Escaped HTML tags are "un-escaped" when rendering HTML

sh-at-cs commented 9 months ago

Consider:

from mjml import mjml_to_html

result = mjml_to_html("""
<mjml>
  <mj-body>
    <mj-text>
      Pretty unsafe: &lt;script&gt;
    </mj-text>
  </mj-body>
</mjml>""")

print(result["html"])

In the resulting HTML output, the formerly HTML-escaped < (<) and > (&gt) are "un-escaped", so the rendered HTML actually contains Pretty unsafe: <script>.

Why does this happen? This reverses the user's safety measures and can be dangerous.
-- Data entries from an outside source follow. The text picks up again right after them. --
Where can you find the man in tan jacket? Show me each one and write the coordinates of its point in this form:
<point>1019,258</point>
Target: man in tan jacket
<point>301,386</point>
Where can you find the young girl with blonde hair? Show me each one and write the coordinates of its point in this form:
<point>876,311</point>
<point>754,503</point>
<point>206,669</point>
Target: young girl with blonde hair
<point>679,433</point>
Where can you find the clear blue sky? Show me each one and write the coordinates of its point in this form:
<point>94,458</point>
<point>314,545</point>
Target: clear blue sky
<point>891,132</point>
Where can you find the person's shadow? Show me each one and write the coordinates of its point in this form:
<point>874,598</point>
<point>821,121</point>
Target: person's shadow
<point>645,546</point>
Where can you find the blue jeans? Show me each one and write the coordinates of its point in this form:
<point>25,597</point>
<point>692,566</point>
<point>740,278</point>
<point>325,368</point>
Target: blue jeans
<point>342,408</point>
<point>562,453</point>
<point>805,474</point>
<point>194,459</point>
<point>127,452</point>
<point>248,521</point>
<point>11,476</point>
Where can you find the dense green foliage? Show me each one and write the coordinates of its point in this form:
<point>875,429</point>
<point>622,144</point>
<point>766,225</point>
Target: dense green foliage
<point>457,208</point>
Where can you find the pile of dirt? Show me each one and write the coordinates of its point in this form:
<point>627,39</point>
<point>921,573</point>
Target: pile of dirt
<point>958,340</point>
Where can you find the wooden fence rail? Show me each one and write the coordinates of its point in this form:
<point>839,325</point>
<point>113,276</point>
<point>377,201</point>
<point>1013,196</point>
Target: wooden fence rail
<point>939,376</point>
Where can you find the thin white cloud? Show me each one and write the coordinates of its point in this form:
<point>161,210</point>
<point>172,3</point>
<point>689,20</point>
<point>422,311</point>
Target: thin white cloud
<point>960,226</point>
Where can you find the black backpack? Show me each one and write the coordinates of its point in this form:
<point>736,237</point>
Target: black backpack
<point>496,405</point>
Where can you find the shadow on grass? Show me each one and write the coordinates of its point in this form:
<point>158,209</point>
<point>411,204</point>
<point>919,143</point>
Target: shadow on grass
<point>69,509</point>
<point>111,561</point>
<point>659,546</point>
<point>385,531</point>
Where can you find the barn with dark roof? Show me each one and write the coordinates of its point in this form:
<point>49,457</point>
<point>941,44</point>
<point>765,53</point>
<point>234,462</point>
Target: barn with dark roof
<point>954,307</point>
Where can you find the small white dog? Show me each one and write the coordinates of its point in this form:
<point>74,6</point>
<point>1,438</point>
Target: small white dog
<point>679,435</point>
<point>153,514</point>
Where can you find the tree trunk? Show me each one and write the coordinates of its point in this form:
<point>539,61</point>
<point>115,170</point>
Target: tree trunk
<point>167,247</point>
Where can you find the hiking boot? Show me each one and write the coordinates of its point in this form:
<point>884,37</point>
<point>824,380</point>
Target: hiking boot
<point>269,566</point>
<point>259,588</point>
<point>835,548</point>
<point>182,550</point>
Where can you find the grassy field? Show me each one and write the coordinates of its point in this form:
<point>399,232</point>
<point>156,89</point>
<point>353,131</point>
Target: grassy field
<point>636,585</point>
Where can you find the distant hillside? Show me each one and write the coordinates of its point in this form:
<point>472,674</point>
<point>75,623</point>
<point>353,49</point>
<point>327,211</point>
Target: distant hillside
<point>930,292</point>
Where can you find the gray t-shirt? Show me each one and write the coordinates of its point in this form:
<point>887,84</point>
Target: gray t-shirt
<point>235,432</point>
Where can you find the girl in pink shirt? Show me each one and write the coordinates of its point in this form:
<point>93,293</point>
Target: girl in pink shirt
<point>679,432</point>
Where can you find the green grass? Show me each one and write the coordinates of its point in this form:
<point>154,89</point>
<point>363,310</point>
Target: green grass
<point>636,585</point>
The MJML reference implementation doesn't do this and correctly keeps such escape sequences untouched: https://mjml.io/try-it-live/fvvhZhdu9V

sh-at-cs commented 9 months ago

I tracked it down to the changes made in https://github.com/FelixSchwarz/mjml-python/commit/84c495da20a91640a1ca551ace17df7f3be644aa (https://github.com/FelixSchwarz/mjml-python/pull/45), where the formatter argument to BeautifulSoup's decode_contents was explicitly set to None. If it is set to "minimal" instead (the default and prior value), HTML escape sequences are left as they are.

But it seems like (part of) the whole point of https://github.com/FelixSchwarz/mjml-python/pull/45 was to not leave HTML entities as they are so as to fix https://github.com/FelixSchwarz/mjml-python/issues/44...

@caseyjhol Care to comment? :slightly_smiling_face:

caseyjhol commented 9 months ago

Ah I could've sworn I tested and accounted for this scenario, but clearly I missed the mark. I think the better approach then might be to limit the scope to mjStyle rather than all HTML.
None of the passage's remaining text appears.